If your organization’s personnel can read, hear and see what’s happening around them, then they can do something about it – plus analyze response times and protocols after an incident to improve emergency preparedness and response.
The first minutes of an emergency are critical in determining outcomes, so it’s imperative to ensure that accurate and detailed information quickly reaches first responders, including management and employees onsite, as well as outside emergency services if needed.
Besides detecting threats and initiating the appropriate emergency response plans, situational awareness also applies to business operations. It’s all about turning the inefficient — alarms — into the efficient — detailed alerts delivered to the right people on the right devices so they can deal with an unfolding situation in the right way.
With situational awareness delivered in real time to as many communication devices as possible, action can be taken to prevent loss of life, property, business and convenience. In other words, situational awareness makes key individuals, select personnel groups or entire populations aware of potential problems before they become costly disruptions or full-scale emergencies.
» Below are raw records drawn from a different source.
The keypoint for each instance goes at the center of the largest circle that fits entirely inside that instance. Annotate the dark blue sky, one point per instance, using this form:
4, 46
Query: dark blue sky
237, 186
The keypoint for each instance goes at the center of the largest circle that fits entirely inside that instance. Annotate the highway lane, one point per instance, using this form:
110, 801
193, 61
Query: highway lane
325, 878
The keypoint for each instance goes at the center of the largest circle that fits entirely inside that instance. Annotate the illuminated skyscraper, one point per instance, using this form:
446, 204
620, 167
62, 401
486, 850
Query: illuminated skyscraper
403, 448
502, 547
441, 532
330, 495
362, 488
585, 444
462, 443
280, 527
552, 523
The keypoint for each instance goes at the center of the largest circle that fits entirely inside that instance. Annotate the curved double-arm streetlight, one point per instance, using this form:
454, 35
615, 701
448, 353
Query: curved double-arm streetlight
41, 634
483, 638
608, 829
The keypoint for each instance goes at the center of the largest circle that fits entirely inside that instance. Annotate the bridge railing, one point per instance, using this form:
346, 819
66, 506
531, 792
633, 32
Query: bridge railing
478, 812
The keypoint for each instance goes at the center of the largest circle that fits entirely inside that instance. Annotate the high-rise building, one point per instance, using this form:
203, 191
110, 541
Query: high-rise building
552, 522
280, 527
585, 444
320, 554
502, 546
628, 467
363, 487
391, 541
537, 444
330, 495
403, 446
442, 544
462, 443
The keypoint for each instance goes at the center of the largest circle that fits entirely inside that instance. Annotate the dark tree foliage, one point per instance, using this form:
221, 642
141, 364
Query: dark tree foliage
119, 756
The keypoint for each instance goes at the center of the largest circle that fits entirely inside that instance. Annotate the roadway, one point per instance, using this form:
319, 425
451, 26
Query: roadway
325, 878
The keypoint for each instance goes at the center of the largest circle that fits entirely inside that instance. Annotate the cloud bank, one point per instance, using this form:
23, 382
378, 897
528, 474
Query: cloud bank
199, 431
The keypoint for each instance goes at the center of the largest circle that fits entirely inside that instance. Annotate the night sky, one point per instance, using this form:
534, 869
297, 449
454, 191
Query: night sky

As we start 2014, we’re going to use our blog to introduce you to situational awareness as a risk management strategy. So stay tuned each week as we explore its primary components and applications, along with some specific case studies.
Along the way, you may begin to ponder a few questions:
- If I have a lot of people and stuff to protect, have I determined potential threats to them and how to respond?
- What mechanisms do I have in place to deliver live intelligence to my staff and others?
- Is this information able to be delivered in the most up-to-date fashion to preferred communication devices? If not, what’s preventing this capability?